Just when a Pope might be useful….

In all truth I should rule myself out of commenting on primarily Roman Catholic affairs. I am after all an unrepentant Prod, loving and hating the Great Whore of Babylon in almost equal measure. I love its universal membership but hate the fact that it remains Roman, with all the centralisation of power which that entails. I love so many of its priests while hating the fact that none of them are women. I love the matter-of-factness of its worship, with its emphasis, not on emotion, nor intellectual understanding, nor perfect liturgy, but on the routine offering of a miracle in the mass, while hating the the rule that only priests can perform it. I love its Fathers, Doctors and Theologians while hating its inquisitors, ancient and modern….Still, would there be any point in being a Prod if the Roman Catholic Church did not exist?image

In my lifetime it has however made the most significant reforms of any Christian church, in the revolutionary changes pioneered by Pope John 23rd and the Vatican Council. It seems Pope Francis wants to continue the reforming spirit of Pope John, but without the massive organisational effort of a Council. Rather he has consulted both clergy and laity on matters connected with family life and has now issued his guidance.

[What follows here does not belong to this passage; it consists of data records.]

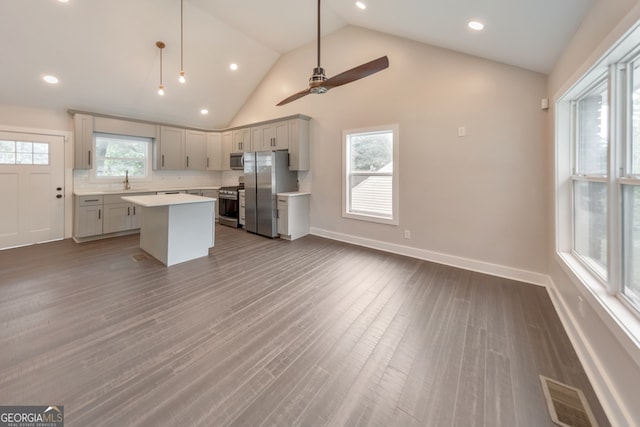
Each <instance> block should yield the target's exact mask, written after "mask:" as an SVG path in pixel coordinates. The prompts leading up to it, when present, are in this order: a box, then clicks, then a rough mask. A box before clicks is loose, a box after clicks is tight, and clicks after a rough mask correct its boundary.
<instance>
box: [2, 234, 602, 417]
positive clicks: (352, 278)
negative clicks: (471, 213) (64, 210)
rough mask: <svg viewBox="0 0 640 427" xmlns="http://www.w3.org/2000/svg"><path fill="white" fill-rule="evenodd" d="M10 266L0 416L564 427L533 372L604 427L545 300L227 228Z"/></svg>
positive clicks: (427, 272) (553, 310) (450, 273)
mask: <svg viewBox="0 0 640 427" xmlns="http://www.w3.org/2000/svg"><path fill="white" fill-rule="evenodd" d="M216 230H217V238H216V247H215V248H214V249H212V250H211V252H210V255H209V257H207V258H200V259H197V260H194V261H190V262H187V263H183V264H179V265H176V266H173V267H170V268H167V267H165V266H163V265H162V264H160V263H159V262H158V261H156V260H154V259H152V258H149V259H144V258H143V259H140V260H137V261H136V258H137V257H136V256H137V255H140V254H141V251H140V249H139V248H138V240H139V237H138V236H137V235H133V236H127V237H119V238H113V239H108V240H102V241H97V242H89V243H84V244H76V243H73V242H72V241H69V240H66V241H59V242H51V243H46V244H41V245H35V246H31V247H25V248H17V249H11V250H6V251H0V275H1V276H0V296H1V298H0V404H4V405H7V404H19V405H54V404H56V405H64V410H65V418H66V420H65V421H66V424H65V425H67V426H78V427H80V426H83V427H84V426H402V427H411V426H438V427H441V426H486V427H495V426H509V427H511V426H523V427H524V426H531V427H540V426H553V425H554V424H553V423H552V422H551V419H550V417H549V414H548V412H547V409H546V406H545V403H544V397H543V393H542V389H541V386H540V381H539V379H538V375H539V374H543V375H546V376H548V377H550V378H553V379H556V380H559V381H562V382H565V383H567V384H570V385H572V386H575V387H578V388H580V389H582V390H583V391H584V392H585V394H586V396H587V398H588V400H589V403H590V405H591V408H592V410H593V411H594V413H595V414H596V417H597V419H598V421H599V423H600V426H607V425H609V423H608V421H607V420H606V417H605V415H604V413H603V411H602V408H601V407H600V405H599V404H598V402H597V399H596V398H595V395H594V393H593V390H592V389H591V387H590V385H589V382H588V380H587V378H586V376H585V374H584V372H583V369H582V367H581V365H580V363H579V361H578V359H577V357H576V354H575V352H574V350H573V348H572V346H571V344H570V342H569V340H568V338H567V336H566V334H565V332H564V330H563V328H562V326H561V324H560V321H559V319H558V317H557V315H556V314H555V312H554V310H553V307H552V304H551V301H550V299H549V297H548V296H547V293H546V290H545V289H544V288H542V287H538V286H534V285H529V284H523V283H518V282H513V281H509V280H506V279H501V278H496V277H490V276H487V275H483V274H479V273H474V272H469V271H465V270H459V269H456V268H451V267H446V266H442V265H437V264H433V263H429V262H425V261H420V260H415V259H411V258H406V257H402V256H396V255H392V254H387V253H383V252H378V251H375V250H370V249H365V248H360V247H356V246H351V245H347V244H343V243H339V242H335V241H331V240H326V239H322V238H319V237H314V236H307V237H305V238H302V239H300V240H296V241H294V242H287V241H283V240H270V239H266V238H263V237H259V236H255V235H252V234H249V233H246V232H244V231H242V230H234V229H230V228H227V227H221V226H218V227H217V229H216Z"/></svg>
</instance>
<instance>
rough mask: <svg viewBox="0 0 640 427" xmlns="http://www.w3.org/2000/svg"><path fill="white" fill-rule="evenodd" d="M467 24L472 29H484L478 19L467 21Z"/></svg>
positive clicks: (476, 29)
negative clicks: (470, 20)
mask: <svg viewBox="0 0 640 427" xmlns="http://www.w3.org/2000/svg"><path fill="white" fill-rule="evenodd" d="M467 26H468V27H469V28H471V29H472V30H475V31H482V30H484V24H483V23H482V22H480V21H469V23H468V24H467Z"/></svg>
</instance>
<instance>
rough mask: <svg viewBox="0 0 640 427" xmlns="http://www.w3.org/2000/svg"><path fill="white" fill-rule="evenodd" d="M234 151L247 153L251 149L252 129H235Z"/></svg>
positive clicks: (233, 149)
mask: <svg viewBox="0 0 640 427" xmlns="http://www.w3.org/2000/svg"><path fill="white" fill-rule="evenodd" d="M231 150H232V151H231V152H232V153H245V152H247V151H254V150H252V149H251V129H250V128H241V129H236V130H234V131H233V145H232V147H231Z"/></svg>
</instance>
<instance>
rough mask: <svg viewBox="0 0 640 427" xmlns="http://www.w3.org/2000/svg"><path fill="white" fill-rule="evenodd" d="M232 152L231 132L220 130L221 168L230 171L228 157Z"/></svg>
mask: <svg viewBox="0 0 640 427" xmlns="http://www.w3.org/2000/svg"><path fill="white" fill-rule="evenodd" d="M232 152H233V132H232V131H227V132H222V170H223V171H230V170H231V163H230V157H231V153H232Z"/></svg>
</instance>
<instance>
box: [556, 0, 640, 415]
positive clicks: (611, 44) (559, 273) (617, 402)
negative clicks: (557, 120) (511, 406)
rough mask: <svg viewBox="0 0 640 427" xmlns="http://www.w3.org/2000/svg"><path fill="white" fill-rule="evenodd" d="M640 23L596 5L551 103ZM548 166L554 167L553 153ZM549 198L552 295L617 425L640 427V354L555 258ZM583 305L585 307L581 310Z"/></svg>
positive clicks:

It makes no doctrinal changes and requires no obedience to changes in practice. Instead, he leaves the people of the church at the mercy of the very bishops who have opposed his thinking. This is paraded as localism and respect for the catholicity of the church, but it is transparently a retreat from serious engagement with the issues of divorce, abortion and homosexuality. On these matters it would appear that Pope Francis has nothing to say but a reaffirmation of traditional teaching coupled with a request that clergy should apply it in a merciful fashion. This leaves, for example, homophobic African bishops free to denounce gays as abominable and to support their nations’ persecution of them by punitive laws. It leaves the male hierarchy of Scotland, already terminally tarnished by their record on sexual abuse, to rule on matters of safeguarding children.image

There are different abuses and excesses in the Catholic Church’s care of family life in the different cultures it serves, many issuing from the dominant powers within these cultures. What is required is a strong and authoritative declaration of doctrine and consequent practice, which expects obedience rather than debate. In others words, just when a Pope might have seemed a good thing, he has vanished, selling his birthright of authority for a mess of pieties about mercy.

I remain very doubtful whether Papal authority can ever be good, leaning as I do towards more democratic ways of taking decisions, such as are used in the reformed churches. But given the prolonged and agonising debate in my own church about homosexual  ministers, which has issued in the most obviously prejudicial rules for electing ministers in civil partnerships that the any homophobe could desire, I have longed at times for the clarity of a single authoritative voice that could say, “Do this now. Or else.”

imageAs Jesus did. It’s easy to forget that Jesus’  mercy was often communicated in commands, judgements or actions that brooked no contradiction. There has been something heroic in the Catholic resistance to any dilution of the teaching of Jesus on marriage, although I think their interpretation of it is wrong. If only the Pope could have mustered an equivalent heroism in standing for justice to divorced people, to pregnant women as well as to foetuses, to men and women whose sexual orientation, is not hetero, and to children everywhere. I do not mean that he should accept the views of western liberals in these matters, but rather that he could contribute something fresh, severe and liberating that would express the character of Jesus.

Oh well, if the Pope won’t do it, us Prods’ll just have to see what we can manage.

To all my fellow believers of all churches, and to the Holy Father, pax vobiscum.